What was remarkable was not only the showmanship of U.S. President Donald Trump, but also the approach led by his team, headed by Jared Kushner. The management of the file was conducted with the mentality of a startup seeking investors, crafting attractive offers that promise returns, while Washington's political power is used to attract funding and commitment. However, money cannot buy sovereignty, nor can it dismantle an occupation system, nor grant a people their right to self-determination. It can build roads and ports, but it cannot build legitimacy.
Trump appeared in a victorious mood. After months of ambiguity, the council presented preliminary results, even if some were merely flashy presentation slides. A clear mixture emerged: the mentality of the "great deal" with intense political pressure to secure funding. Yet what was offered as an economic achievement seemed, in essence, a political maneuver.
The most striking irony is that those who hold the decision of war on the ground were present in the council, while the victim and its legitimate representative were absent. Those who spoke about "Gaza management" were present, while those who spoke about its right were absent. Palestinian representation was reduced to marginal bureaucratic channels, as if the issue were an administrative dispute needing an executive committee, not a people demanding their freedom.
Here lies the truth: the priority is not for those who have the right, but for those who have the money and influence. The problem is redefined as a funding crisis, not an occupation crisis. The "next day" is presented as a reconstruction plan, not a political entitlement that ends the roots of the conflict.

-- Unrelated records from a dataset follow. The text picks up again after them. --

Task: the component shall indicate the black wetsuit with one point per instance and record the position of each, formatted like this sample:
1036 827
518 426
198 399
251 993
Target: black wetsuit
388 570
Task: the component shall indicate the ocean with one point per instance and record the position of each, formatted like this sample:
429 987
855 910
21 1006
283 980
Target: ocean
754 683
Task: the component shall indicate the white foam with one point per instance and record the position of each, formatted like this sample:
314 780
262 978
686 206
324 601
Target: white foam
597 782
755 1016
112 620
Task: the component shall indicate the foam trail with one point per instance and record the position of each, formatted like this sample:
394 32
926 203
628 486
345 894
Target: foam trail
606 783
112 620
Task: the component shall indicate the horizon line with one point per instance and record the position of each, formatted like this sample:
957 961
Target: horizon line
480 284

However, the issue does not stop at the limits of this council. Most countries discuss the future of Gaza as if it were a vacuum awaiting management. There are projections for security arrangements, a multinational force, transitional governance, and conditional reconstruction. All of this is presented as an alternative to the question that is meant to be avoided: When will the occupation end? And how can Palestinians be enabled to freely choose their political system?
Excluding Palestinians from self-determination is not a trivial detail, but a policy to produce "low-level stability"; stability that satisfies the security calculations of the occupying state, prevents regional explosion, and keeps the crisis under control. Stability without justice, and without a political horizon.
Most dangerously, Gaza's future is separated from the context of the entire Palestinian issue. The matter is not about managing a besieged sector, but about the future of a people striving for freedom. Reducing the discussion to the limits of Gaza reproduces division and turns the "next day" into a tool for reshaping the Palestinian scene to fit regional and international calculations, not national will.
The question that must be asked without ambiguity is: Who has the right to determine Gaza's future? The powers that failed to stop the war? Or those who provided the political cover for its continuation? Or is the right, simply, for the people of Gaza themselves within a comprehensive national framework that is not subject to guardianship?
Any path that exceeds two clear principles, ending the occupation in all its forms, and respecting the Palestinian people's right to choose their representatives, will be nothing more than a temporary management of a deep crisis. Such initiatives may succeed in buying time, but they will not buy legitimacy and will not establish lasting stability.
Gaza is not an investment project, nor a mere item on the agenda of a council. It is part of a people who have not relinquished their right to freedom. Any "next day" built on ignoring this truth will only continue the crisis, in a more elegant form, and with less sincerity.